We will simulate hundreds of users to do the predictions at the same time

In [1]:
import threading
import boto3
import numpy as np
import time
import math

from multiprocessing.pool import ThreadPool
from sklearn import datasets

In [2]:
sm = boto3.client("sagemaker-runtime")

endpoint_name_mask='iris-model-%s'

iris = datasets.load_iris()
dataset = np.insert(iris.data, 0, iris.target,axis=1)

In [3]:
from sagemaker.serializers import CSVSerializer

def predict(payload):
    csv_serializer = CSVSerializer()
    payload = payload
    X = payload[1:]
    y = payload[0]
    
    elapsed_time = time.time()
    resp = sm.invoke_endpoint(
        EndpointName=endpoint_name_mask % env,
        ContentType='text/csv',
        Accept='text/csv',
        Body=csv_serializer.serialize(X)
    )
    elapsed_time = time.time() - elapsed_time
    resp = float(resp['Body'].read().decode('utf-8').strip())
    return (resp == y, elapsed_time)

In [4]:
def run_test(max_threads, max_requests):
    num_batches = math.ceil(max_requests / len(dataset))
    requests = []
    for i in range(num_batches):
        batch = dataset.copy()
        np.random.shuffle(batch)
        requests += batch.tolist()
    len(requests)

    pool = ThreadPool(max_threads)
    result = pool.map(predict, requests)
    pool.close()
    pool.join()
    
    correct_random_forest=0
    elapsedtime_random_forest=0
    for i in result:
        correct_random_forest += i[0]
        elapsedtime_random_forest += i[1]
    print("Score classifier: {}".format(correct_random_forest/len(result)))

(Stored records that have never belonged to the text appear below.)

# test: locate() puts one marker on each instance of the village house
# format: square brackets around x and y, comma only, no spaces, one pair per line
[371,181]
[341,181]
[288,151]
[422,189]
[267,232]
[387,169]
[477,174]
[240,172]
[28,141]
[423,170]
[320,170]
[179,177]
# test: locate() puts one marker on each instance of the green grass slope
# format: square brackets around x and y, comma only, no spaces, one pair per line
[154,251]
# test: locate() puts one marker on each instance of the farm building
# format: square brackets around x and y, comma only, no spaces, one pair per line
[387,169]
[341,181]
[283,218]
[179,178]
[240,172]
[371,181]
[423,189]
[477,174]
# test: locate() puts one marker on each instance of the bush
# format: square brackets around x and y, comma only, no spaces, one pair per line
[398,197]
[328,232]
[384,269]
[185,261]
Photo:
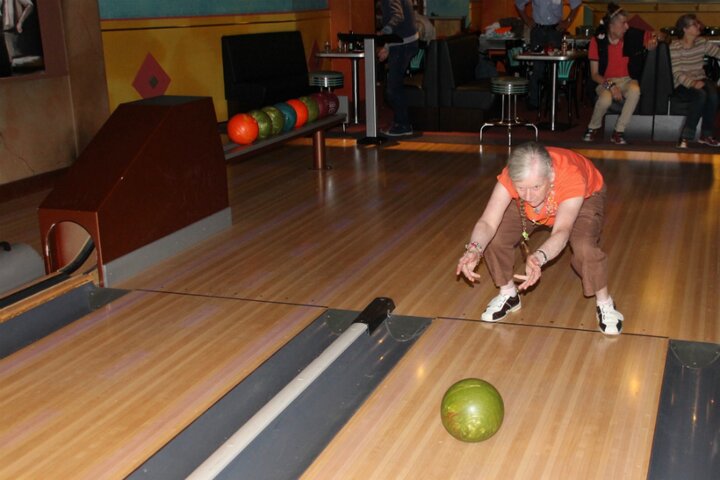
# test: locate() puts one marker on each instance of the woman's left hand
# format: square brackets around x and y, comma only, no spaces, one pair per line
[533,272]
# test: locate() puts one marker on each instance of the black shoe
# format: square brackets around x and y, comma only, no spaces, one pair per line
[609,319]
[499,307]
[618,138]
[398,131]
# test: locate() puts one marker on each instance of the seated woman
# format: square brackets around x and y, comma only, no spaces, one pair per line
[616,57]
[690,82]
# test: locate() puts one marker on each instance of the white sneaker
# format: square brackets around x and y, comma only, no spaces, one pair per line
[499,307]
[609,319]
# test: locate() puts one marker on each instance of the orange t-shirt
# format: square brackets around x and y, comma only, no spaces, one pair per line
[575,176]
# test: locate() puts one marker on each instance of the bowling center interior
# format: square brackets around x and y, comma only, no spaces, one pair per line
[217,260]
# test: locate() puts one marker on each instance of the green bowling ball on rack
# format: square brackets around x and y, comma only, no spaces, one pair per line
[277,119]
[264,123]
[311,104]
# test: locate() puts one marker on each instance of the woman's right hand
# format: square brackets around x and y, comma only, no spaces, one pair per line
[467,264]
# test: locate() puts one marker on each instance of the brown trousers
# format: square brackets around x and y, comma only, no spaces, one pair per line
[588,260]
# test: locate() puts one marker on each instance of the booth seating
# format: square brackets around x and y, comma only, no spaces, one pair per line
[465,102]
[262,69]
[446,96]
[660,115]
[421,91]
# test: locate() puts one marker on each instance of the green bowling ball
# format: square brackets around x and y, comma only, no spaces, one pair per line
[288,114]
[276,118]
[264,123]
[472,410]
[313,110]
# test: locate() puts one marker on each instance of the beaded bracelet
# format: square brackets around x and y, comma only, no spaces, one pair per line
[544,256]
[474,247]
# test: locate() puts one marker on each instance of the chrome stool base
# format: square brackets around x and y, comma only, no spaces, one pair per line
[509,88]
[326,79]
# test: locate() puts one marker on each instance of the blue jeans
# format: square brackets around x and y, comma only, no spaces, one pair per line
[398,62]
[703,104]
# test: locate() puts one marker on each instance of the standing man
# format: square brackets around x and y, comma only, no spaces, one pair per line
[617,58]
[547,26]
[398,18]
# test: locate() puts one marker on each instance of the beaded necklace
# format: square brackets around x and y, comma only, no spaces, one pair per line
[550,210]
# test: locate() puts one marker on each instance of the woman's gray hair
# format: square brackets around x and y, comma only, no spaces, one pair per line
[683,22]
[524,159]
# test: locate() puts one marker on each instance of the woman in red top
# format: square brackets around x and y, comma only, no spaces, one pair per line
[543,187]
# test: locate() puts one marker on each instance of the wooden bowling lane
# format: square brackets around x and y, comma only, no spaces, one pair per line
[96,398]
[577,405]
[393,222]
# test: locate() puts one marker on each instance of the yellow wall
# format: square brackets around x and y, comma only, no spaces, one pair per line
[660,15]
[188,49]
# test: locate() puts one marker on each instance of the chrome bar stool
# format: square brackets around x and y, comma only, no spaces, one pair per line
[326,79]
[509,88]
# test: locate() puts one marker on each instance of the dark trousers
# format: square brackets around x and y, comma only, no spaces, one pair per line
[703,104]
[398,62]
[541,36]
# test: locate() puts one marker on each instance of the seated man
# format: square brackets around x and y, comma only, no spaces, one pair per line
[616,57]
[690,82]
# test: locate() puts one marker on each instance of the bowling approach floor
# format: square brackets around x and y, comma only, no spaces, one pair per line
[98,397]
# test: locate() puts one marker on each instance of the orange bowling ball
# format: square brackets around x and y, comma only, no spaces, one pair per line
[242,129]
[300,111]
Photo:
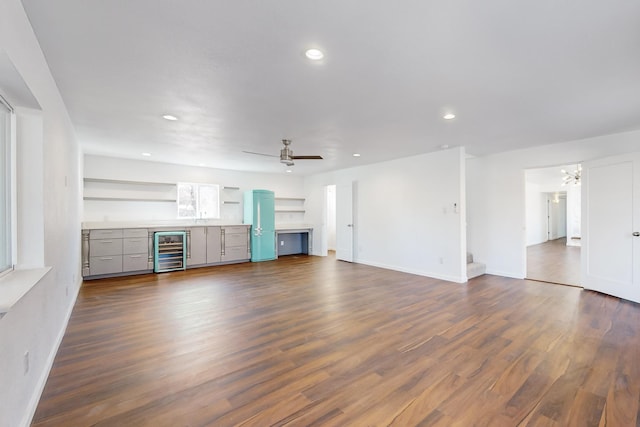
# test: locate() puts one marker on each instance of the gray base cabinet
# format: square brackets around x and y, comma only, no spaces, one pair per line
[214,247]
[119,252]
[235,243]
[196,246]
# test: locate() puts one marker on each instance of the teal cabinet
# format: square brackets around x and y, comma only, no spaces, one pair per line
[259,212]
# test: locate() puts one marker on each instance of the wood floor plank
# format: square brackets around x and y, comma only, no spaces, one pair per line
[306,341]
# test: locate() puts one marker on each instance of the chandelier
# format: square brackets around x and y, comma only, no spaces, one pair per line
[572,177]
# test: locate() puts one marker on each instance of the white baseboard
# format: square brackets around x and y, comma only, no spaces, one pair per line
[430,274]
[42,381]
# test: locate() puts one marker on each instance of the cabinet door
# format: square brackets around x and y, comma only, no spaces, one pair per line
[197,245]
[213,245]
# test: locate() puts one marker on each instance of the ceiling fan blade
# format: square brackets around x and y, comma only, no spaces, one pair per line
[259,154]
[306,157]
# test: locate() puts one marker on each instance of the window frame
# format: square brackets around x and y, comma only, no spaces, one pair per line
[9,204]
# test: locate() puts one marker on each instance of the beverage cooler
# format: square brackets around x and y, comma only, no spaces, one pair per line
[259,212]
[170,252]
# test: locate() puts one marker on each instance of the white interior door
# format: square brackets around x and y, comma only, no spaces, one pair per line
[611,226]
[344,222]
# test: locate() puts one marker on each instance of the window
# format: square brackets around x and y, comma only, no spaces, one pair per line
[5,186]
[198,200]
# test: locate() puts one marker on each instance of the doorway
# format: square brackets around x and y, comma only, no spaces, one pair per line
[331,219]
[338,233]
[553,225]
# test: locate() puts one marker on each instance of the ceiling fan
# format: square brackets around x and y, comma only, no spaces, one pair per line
[286,154]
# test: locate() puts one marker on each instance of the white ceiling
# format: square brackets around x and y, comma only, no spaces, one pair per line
[516,73]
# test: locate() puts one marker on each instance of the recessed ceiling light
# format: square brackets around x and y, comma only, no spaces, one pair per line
[314,54]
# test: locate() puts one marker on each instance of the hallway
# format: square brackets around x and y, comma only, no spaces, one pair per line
[554,262]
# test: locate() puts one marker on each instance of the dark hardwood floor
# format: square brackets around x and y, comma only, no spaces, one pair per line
[554,262]
[306,341]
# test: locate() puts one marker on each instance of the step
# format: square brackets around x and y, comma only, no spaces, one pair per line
[475,269]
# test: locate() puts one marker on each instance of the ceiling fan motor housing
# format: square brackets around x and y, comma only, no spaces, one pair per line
[285,155]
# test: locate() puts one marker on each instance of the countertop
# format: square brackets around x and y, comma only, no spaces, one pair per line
[179,224]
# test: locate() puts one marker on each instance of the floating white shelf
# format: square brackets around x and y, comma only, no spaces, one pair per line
[128,182]
[128,199]
[297,199]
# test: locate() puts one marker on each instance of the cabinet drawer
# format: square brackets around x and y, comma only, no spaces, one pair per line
[104,247]
[116,233]
[235,239]
[135,232]
[235,253]
[135,245]
[105,265]
[135,262]
[239,229]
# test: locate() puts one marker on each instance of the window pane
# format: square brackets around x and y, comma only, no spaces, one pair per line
[186,201]
[208,201]
[5,188]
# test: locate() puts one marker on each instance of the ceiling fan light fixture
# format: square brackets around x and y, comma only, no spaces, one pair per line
[314,54]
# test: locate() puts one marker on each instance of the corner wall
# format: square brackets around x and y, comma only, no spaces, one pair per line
[496,196]
[408,213]
[48,223]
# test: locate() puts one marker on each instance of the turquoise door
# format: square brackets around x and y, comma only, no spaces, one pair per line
[259,208]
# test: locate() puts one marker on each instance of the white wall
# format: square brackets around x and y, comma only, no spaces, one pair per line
[331,217]
[574,215]
[496,196]
[48,222]
[284,185]
[404,215]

    print("Elapsed time: {}s".format(elapsedtime_random_forest))

In [5]:
env='production'

### Test 1: 1000 requests

In [6]:
%%time
print("Starting test 1")
run_test(10, 1000)

Starting test 1
Score classifier: 0.96
Elapsed time: 18.000831127166748s
CPU times: user 2.33 s, sys: 161 ms, total: 2.49 s
Wall time: 2.39 s


### Test 2: 10,000 requests

In [7]:
%%time
print("Starting test 2")
run_test(100, 10000)

Starting test 2
Score classifier: 0.96
Elapsed time: 2403.5203816890717s
CPU times: user 30.9 s, sys: 2.13 s, total: 33 s
Wall time: 25.4 s


### Test 3: 100,000 requests

Note this test may take around **5 minutes**

In [8]:
%%time
print("Starting test 3")
run_test(150, 100000)

Starting test 3
Score classifier: 0.96
Elapsed time: 35163.71126294136s
CPU times: user 6min 43s, sys: 38.7 s, total: 7min 22s
Wall time: 5min 14s


## Cloudwatch Monitoring

> **Action**: While this test is running, go to the [**Sagemaker Endpoints**](https://console.aws.amazon.com/sagemaker/home?region=us-west-2#/endpoints/iris-model-production), then click on
the `View invocation metrics` to see the endpoint behavior on CloudWatch.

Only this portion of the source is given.